Prefeitura prorroga grupo que avalia crise no transporte coletivo de Rio Branco por mais 30 dias
A crise no transporte coletivo de Rio Branco segue sem solução definitiva. A Prefeitura decidiu prorrogar por mais 30 dias o prazo do grupo de trabalho responsável por analisar a situação do sistema de ônibus da capital. A medida foi publicada nesta segunda-feira (11) no Diário Oficial do Estado (DOE).
Segundo a gestão municipal, o prazo inicial não foi suficiente para concluir os levantamentos técnicos, financeiros e operacionais necessários para a elaboração de um diagnóstico mais completo sobre o serviço.
O grupo foi criado em abril deste ano, após o agravamento dos problemas no transporte coletivo da capital, que enfrenta dificuldades desde o fim de 2021 e entrou em colapso em abril deste ano.
Em nota, a Prefeitura de Rio Branco informou que a prorrogação busca garantir maior qualidade na análise do sistema antes da tomada de decisões.
“A prorrogação tem como objetivo garantir a continuidade dos levantamentos técnicos, operacionais, financeiros e administrativos necessários para a elaboração de um diagnóstico completo e adequado sobre o sistema de transporte coletivo público municipal”, informou a gestão.
A medida está prevista no próprio decreto que criou o grupo de trabalho e ocorre em meio à situação de emergência no transporte coletivo urbano da capital.

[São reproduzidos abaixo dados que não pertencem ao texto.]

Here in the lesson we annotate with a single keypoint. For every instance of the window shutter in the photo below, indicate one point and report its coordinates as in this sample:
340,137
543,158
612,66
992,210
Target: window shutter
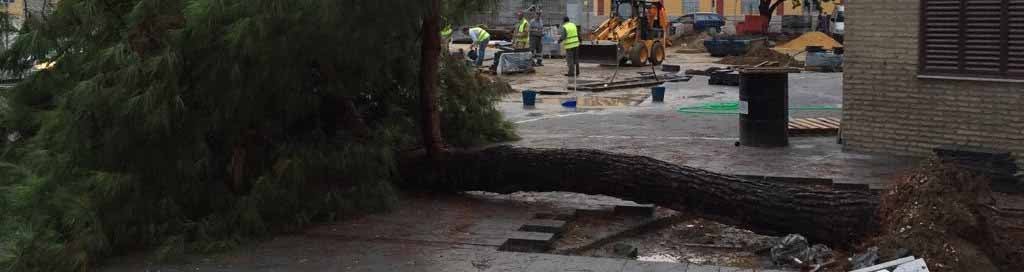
1015,38
940,36
983,38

Crise se arrasta e afeta passageiros
O sistema de transporte público de Rio Branco enfrenta instabilidades há anos. Atualmente, a operação é feita pela empresa Ricco Transportes, responsável pelas linhas desde fevereiro de 2022, após a saída da Auto Viação Floresta.
O serviço, no entanto, funciona por meio de contratos emergenciais renovados periodicamente.
A situação se agravou em abril, quando motoristas e demais trabalhadores do setor paralisaram completamente a frota por cerca de 24 horas, cobrando salários atrasados e direitos trabalhistas.
Na ocasião, o Terminal Urbano amanheceu vazio, deixando milhares de passageiros sem ônibus.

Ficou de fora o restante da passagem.